Facilities: These tests will be arranged for you by our medical staff. The imaging tests are not performed in our office and are scheduled on another day. Because they are special tests, they are usually performed in our local free-standing, radiology imaging facilities (Greensboro Imaging, Triad Imaging, etc.) or in local hospital (Moses Cone Hospital/Cone Health) that is located directly across the street from The Ear Center.
Insurance: Finally, we recommend that you review the terms of your current health insurance policy to check if cochlear implants are a covered service for you. Cochlear implantation is a well recognized technology, is the standard of care for the treatment of severe-to-profound hearing loss that cannot be treated with hearing aids, and is fully approved by the FDA for adults and children 12 months and older. Most health insurance carriers cover cochlear implants. However, some do not.
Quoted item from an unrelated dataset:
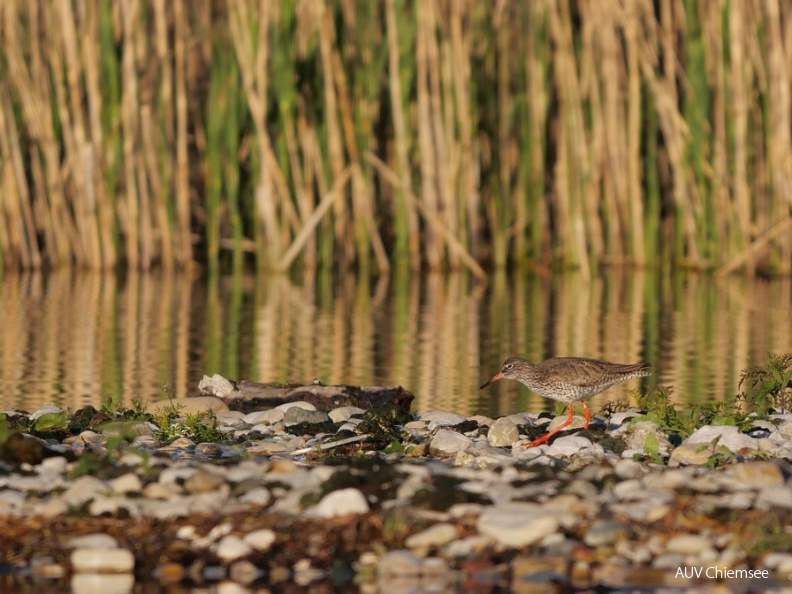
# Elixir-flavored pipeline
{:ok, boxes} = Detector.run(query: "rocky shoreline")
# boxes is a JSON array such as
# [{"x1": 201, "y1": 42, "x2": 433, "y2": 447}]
[{"x1": 0, "y1": 386, "x2": 792, "y2": 592}]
If you have questions after reviewing the terms of your policy, we recommend that you contact your company's health care benefits department.
Currently, the approximate cost for cochlear implantation is in the range of $40,000-$45,000 depending on the type of device implanted, length of surgical center or hospital stay, etc. Please check with your insurance company concerning your individual benefits concerning cochlear implants. Our Ear Center staff can also help you with insurance questions.
We sincerely hope that this information concerning cochlear implant evaluations is helpful to you. Please remember to bring your hearing aid(s) and medical/hearing test records with you or arrange for them to be sent or faxed to us prior to your visit. Our fax number is (336) 273-9936. Our cochlear implant team genuinely looks forward to meeting you and your family and introducing you to the world of cochlear implants - the cutting edge of medical technology.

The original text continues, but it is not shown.